Fidaxomycin is superior to vancomycin in the treatment of relapses of gastrointestinal tract infections caused by Clostridium difficile - such results from a blinded randomized controlled trial were presented in September 2010 at of the 50th Interdisciplinary Conference on Antimicrobial Drugs and Chemotherapy (50th Interscience Conference on Antimicrobial Agents and Chemotherapy - ICAAC) in Boston (Massachusetts, USA).

For the past 20 years, vancomycin has been the best drug to treat C. difficile. The problem was only a relatively high relapse rate in debilitated patients, which reached 30%. We now know that relapse can be prevented after using vancomycin using fidaxomine. Results from Phase III clinical trials show that fidaxomycin, used as the drug of choice, was superior to vancomycin in the treatment of C. diarrhea associated with difficult.

Fidaxomycin is the first representative of the class of macrocyclic antibiotics developed by Optimer Pharmaceuticals. This drug has a narrow spectrum of activity, acts only on pathogenic bacteria, has a powerful bactericidal activity against C. difficile and does not affect the normal intestinal microflora. Unlike fidaxomycin, two other drugs (vancomycin and metronidazole) are approved for use in this indication and, therefore, are often used to treat C. diarrhea associated with difficult inhibits the growth of normal endogenous microflora.
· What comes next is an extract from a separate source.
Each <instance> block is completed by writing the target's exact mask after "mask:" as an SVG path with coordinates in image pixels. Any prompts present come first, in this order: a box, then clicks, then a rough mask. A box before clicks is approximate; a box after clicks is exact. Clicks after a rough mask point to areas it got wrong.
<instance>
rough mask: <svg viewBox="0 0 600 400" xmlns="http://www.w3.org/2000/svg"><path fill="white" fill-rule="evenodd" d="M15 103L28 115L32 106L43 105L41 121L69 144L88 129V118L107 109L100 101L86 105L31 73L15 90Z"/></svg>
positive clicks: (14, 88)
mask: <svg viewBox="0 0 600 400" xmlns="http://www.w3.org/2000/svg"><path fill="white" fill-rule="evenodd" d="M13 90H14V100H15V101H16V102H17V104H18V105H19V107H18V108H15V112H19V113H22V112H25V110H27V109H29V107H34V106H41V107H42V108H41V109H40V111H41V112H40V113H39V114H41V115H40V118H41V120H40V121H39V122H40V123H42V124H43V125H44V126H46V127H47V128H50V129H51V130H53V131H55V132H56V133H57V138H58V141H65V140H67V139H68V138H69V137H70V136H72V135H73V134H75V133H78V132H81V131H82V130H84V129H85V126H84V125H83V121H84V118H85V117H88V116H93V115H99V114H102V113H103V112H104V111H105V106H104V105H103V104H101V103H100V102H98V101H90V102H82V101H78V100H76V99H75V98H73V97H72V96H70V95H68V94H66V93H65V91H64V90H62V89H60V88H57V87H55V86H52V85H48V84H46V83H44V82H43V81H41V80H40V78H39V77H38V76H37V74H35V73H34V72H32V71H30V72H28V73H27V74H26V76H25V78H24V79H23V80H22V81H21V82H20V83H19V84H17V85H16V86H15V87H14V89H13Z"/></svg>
A nesting study (or a case-control study in a cohort) presented to the ICAAC was conducted in a predefined population of 178 patients with C. diarrhea associated with difficult in which the first relapse occurred within 90 days of the initial episode of C. difficile infection. These 178 patients participated in 2 randomized phase III trials which were carried out in 1164 patients suffering from infection caused by C. difficile. In the two phase III trials, fidaxomycin met the "no worse" criterion than vancomycin administered orally to prevent relapse within 30 days of the end of the 10-day treatment.

Relapse was defined as the presence of 3 or more episodes of unformed stool within 24 hours before randomization and the presence of C. difficile toxins A or B in feces within 48 hours following randomization. Patients were randomized to receive fidaxomycin or vancomycin. Fidaxomycin was prescribed at a dose of 200 mg twice a day by mouth, vancomycin - 125 mg 4 times a day by mouth for 10 days. According to phase III studies, over 90% of patients in both groups responded to the initial treatment.

In the nesting study, 55% of the patients were female, 53% were in the hospital and the average age of the patients was 63 years. Among 122 patients to be assessed, fidaxomycin was statistically significantly superior to vancomycin in the primary endpoint - the occurrence of a secondary relapse within 28 days (19.7% vs 35, 5%, p = 0.045). Fidaxomycin was also found to be statistically significantly better than vancomycin in preventing a second relapse within 14 days (7.6% vs 27.4%, p = 0.003).

Older age was a risk factor for relapse C. difficile - in this study, the risk of relapse in patients aged 75 and over was 2.7 times higher than in patients aged 18 to 54.

According to the researchers, the most likely explanation for the superior clinical efficacy of fidaxomycin in these studies was the fact that the normal intestinal microflora protects against the appearance of C. difficile -d associated diarrhea in patients receiving the new drug, while persistent C. difficile spores in the intestines remain in patients receiving vancomycin.

According to the researchers, additional studies are needed to determine the presumed relationship between the various effects of vancomycin and fidaxomycin on the bacterial flora of the intestine and the frequency of relapses, and to determine whether these various effects can actually cause different clinical effects when using the compared antibacterial drugs.